This research-backed drill can help you accept where you’re at and then take the next step forward.
Editor’s Note: This is part of a series that explores the psychology of “rebounding” from setbacks in life, and provides four mental skills that you can use to help sharpen your response to injuries or other disappointment. This is the second mental drill in the series.
There’s no doubt about it: Getting hurt sucks. It’s painful, of course, but it also involves far more than muscles, bones, tendons and ligaments—it’s a full-body physical, mental, and emotional experience. And it’s often the mindset to which you approach the disappointment that will determine how quickly and successfully you bounce back.
Experts have long studied the psychological impact of injuries and other life setbacks, and through their research and work with athletes, they have identified mental skills and tools that can help anyone build more strength and resiliency in the face of any challenge.

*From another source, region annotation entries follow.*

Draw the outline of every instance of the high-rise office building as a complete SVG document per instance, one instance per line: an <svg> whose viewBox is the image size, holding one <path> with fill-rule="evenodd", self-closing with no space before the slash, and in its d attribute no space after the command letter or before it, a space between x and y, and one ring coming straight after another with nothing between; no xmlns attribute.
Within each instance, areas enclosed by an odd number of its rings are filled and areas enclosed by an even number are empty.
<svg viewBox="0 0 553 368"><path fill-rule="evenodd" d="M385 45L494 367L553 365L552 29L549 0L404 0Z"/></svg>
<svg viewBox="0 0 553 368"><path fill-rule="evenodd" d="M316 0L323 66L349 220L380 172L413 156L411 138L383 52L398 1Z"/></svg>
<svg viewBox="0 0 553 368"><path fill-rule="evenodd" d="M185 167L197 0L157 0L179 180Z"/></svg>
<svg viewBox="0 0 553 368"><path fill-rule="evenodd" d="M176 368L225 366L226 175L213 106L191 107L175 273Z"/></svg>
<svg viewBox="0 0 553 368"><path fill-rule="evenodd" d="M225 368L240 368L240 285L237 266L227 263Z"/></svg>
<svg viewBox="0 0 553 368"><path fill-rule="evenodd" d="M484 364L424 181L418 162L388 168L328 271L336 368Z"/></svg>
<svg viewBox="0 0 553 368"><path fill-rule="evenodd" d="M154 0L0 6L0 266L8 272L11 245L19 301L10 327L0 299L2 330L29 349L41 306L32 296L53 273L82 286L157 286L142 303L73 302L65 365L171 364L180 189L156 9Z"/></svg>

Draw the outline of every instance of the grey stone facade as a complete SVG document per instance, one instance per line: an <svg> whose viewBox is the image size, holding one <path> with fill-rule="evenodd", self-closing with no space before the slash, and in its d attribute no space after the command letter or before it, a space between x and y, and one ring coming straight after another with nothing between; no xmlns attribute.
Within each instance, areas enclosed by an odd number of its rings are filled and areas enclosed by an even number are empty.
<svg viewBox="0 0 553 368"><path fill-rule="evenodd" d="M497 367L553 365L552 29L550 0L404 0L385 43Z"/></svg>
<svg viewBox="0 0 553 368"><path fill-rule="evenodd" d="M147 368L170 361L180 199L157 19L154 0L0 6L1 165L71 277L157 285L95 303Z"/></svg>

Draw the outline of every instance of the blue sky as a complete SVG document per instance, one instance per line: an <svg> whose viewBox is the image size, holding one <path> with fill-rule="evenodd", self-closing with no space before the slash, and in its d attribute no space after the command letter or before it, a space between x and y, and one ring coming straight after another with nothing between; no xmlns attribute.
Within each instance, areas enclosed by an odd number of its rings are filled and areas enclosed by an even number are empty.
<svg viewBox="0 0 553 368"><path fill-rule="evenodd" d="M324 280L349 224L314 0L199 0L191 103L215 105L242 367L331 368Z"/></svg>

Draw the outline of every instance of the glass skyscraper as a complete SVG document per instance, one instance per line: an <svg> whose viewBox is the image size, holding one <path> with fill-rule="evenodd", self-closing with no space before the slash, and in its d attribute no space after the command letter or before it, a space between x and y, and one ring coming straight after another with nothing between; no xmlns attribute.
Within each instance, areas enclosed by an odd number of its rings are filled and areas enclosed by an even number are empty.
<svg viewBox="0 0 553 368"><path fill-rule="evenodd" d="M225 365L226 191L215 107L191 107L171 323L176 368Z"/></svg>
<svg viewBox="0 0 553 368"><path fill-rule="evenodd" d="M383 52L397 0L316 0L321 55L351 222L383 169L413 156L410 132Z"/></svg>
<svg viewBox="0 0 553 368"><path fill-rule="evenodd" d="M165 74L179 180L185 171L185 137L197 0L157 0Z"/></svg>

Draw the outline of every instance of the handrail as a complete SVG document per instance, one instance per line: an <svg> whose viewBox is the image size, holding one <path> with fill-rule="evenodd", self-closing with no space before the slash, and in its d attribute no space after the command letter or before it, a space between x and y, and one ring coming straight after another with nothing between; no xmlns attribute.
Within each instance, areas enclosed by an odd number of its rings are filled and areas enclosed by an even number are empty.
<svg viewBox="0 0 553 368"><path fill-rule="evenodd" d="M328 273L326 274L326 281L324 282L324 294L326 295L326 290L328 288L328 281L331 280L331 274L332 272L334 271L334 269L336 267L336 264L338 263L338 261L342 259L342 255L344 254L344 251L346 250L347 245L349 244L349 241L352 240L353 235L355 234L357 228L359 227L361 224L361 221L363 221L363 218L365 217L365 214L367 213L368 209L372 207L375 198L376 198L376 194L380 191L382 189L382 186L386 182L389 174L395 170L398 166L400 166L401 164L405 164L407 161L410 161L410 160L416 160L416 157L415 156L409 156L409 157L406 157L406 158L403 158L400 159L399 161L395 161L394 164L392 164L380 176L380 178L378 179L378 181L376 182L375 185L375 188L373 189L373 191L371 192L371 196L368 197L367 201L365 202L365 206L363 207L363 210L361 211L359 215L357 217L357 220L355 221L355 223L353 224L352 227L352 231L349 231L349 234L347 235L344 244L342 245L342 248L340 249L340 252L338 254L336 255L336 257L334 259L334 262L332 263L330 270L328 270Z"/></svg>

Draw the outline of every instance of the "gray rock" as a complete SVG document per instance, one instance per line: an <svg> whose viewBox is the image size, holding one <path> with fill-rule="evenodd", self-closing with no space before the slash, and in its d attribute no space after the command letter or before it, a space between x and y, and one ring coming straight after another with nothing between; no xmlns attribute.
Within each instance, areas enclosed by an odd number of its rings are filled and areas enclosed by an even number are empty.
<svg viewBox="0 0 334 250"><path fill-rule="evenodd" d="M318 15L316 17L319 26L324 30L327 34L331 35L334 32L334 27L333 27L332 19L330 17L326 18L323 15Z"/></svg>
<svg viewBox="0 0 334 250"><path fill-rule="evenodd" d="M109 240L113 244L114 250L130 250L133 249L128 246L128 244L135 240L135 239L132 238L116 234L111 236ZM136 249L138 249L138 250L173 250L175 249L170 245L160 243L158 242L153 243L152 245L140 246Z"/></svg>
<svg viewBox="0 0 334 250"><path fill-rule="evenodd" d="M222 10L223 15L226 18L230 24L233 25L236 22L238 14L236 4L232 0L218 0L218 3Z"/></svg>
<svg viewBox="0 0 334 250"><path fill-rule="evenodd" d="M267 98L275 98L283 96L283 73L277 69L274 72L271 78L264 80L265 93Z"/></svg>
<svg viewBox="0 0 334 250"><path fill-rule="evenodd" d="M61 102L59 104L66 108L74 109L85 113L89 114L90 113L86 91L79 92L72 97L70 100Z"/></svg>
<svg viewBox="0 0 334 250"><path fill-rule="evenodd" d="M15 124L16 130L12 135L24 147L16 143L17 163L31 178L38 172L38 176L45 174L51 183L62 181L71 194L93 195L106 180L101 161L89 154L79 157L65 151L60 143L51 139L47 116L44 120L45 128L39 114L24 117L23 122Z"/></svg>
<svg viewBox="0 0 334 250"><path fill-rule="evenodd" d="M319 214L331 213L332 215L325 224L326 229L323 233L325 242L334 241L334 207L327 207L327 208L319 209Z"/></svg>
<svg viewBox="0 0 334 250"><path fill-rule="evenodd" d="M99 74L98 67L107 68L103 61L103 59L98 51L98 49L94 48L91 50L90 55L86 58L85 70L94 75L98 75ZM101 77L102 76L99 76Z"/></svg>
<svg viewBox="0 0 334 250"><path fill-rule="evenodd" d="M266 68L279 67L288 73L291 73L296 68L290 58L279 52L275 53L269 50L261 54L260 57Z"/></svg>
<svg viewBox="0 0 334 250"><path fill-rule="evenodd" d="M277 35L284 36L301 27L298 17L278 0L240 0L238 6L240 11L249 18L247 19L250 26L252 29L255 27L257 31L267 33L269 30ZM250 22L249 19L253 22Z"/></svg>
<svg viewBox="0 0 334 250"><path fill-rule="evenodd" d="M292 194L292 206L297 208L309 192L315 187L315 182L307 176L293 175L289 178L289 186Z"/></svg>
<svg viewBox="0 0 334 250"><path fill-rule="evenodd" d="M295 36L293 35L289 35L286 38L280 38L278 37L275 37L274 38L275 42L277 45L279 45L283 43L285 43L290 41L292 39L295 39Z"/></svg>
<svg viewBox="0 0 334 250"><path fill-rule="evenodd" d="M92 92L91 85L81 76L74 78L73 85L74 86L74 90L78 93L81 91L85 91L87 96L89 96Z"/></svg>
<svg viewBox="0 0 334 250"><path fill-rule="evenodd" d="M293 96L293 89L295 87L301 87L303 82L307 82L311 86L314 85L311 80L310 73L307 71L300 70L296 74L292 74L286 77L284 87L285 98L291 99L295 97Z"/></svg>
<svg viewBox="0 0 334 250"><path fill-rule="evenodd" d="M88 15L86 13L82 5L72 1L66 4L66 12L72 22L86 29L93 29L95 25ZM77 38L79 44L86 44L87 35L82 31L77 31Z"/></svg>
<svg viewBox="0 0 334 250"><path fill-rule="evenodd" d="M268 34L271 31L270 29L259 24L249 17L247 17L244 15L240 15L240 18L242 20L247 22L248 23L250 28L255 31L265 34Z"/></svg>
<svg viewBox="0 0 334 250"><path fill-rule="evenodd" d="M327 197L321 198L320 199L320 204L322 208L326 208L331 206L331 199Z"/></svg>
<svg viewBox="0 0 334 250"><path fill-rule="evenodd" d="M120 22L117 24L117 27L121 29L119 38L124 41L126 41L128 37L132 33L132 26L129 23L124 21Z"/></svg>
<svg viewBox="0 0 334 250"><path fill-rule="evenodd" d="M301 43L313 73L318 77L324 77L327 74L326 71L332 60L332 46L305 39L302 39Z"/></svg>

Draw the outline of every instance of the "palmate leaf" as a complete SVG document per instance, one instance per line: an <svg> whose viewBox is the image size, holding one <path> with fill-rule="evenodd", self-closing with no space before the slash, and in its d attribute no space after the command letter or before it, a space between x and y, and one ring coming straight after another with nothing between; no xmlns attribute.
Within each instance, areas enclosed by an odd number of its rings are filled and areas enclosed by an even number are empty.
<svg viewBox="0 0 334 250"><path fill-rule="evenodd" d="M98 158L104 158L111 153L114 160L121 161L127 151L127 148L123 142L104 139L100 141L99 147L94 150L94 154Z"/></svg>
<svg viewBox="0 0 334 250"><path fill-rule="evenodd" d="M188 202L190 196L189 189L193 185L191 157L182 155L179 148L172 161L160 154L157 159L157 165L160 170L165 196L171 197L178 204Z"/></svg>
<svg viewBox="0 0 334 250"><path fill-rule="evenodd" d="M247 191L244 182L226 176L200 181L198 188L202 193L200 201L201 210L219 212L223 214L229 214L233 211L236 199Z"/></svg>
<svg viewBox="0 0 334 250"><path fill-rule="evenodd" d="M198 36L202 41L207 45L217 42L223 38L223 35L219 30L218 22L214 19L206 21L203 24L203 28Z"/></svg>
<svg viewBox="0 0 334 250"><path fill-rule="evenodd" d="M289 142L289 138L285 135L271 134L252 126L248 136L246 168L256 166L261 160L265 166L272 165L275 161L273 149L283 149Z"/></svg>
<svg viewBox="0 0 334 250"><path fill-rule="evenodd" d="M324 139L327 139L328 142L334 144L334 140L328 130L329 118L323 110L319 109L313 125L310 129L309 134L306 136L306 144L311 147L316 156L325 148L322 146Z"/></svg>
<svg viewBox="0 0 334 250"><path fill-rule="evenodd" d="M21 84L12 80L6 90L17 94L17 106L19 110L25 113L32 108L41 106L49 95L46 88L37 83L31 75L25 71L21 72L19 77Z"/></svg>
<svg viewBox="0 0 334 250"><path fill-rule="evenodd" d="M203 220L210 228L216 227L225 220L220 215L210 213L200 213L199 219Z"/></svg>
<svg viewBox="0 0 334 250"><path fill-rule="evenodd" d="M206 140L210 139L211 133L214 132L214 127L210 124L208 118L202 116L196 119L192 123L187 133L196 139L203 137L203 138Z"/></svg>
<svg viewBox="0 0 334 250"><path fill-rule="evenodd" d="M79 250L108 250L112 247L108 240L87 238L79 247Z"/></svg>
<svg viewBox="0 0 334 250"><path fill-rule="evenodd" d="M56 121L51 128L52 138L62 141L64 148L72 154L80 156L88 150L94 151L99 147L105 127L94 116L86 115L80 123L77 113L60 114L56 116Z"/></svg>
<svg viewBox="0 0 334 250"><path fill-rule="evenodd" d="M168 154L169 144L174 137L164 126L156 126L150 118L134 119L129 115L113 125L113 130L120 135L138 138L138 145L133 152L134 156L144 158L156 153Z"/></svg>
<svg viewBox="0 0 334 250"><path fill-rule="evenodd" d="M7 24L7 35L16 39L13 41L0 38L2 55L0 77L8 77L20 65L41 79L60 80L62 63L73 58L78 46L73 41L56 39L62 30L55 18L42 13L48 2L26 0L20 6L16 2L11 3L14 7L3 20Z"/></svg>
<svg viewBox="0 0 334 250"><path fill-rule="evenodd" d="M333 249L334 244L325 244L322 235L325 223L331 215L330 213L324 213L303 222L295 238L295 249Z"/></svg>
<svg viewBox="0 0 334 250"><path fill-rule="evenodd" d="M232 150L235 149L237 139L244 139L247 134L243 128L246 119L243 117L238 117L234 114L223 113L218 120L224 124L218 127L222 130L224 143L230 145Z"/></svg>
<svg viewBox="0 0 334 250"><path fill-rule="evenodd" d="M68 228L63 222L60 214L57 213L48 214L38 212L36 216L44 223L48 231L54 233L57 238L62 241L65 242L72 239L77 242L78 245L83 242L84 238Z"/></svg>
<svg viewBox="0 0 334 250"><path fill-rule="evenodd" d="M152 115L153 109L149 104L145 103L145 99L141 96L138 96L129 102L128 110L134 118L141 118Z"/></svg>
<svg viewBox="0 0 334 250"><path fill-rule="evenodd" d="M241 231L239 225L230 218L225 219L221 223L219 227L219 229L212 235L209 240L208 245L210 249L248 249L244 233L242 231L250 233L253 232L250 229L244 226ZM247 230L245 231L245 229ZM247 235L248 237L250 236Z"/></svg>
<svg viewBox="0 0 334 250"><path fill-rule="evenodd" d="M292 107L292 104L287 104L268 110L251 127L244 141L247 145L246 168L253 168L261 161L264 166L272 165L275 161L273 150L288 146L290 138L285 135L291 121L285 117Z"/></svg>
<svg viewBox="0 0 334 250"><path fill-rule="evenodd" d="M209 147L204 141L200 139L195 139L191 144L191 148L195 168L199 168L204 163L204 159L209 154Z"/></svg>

In our book Rebound: Train Your Mind to Bounce Back Stronger From Sports Injuries, we provide 15 essential mental skills for injury recovery—plus hundreds of stories and interviews with athletes who have been there—to help you chart a more positive comeback. This is one of those simple skills you can put into action right now.
Mindset to Master: Going FAR
People have a tendency to move away from uncomfortable feelings even though the best path to recovery is actually through them. Fighting against your feelings or suppressing them only makes them stick around longer, worsening the situation. When you allow yourself to really feel what you are feeling, you will be able to accept where you’re at and then take the next step forward. Use the acronym FAR to remember the progression you need to go through: Feel, Accept, Recover.
- FEEL: Label each emotion you are experiencing. (Use the Emotion Decoder drill if needed.) Sit with that emotion for a moment, allowing it to merely exist.
- ACCEPT: Once you really acknowledge that specific feeling, you may feel a release—that is acceptance, a settling into the truth. If it doesn’t happen on its own, you can encourage it by thinking or saying a phrase like “I’d really prefer for things to be different, but this is the reality of where I am right now.”
- RECOVER: Now that you’ve released the feeling and accepted reality, you can plot the next step toward where you want to go.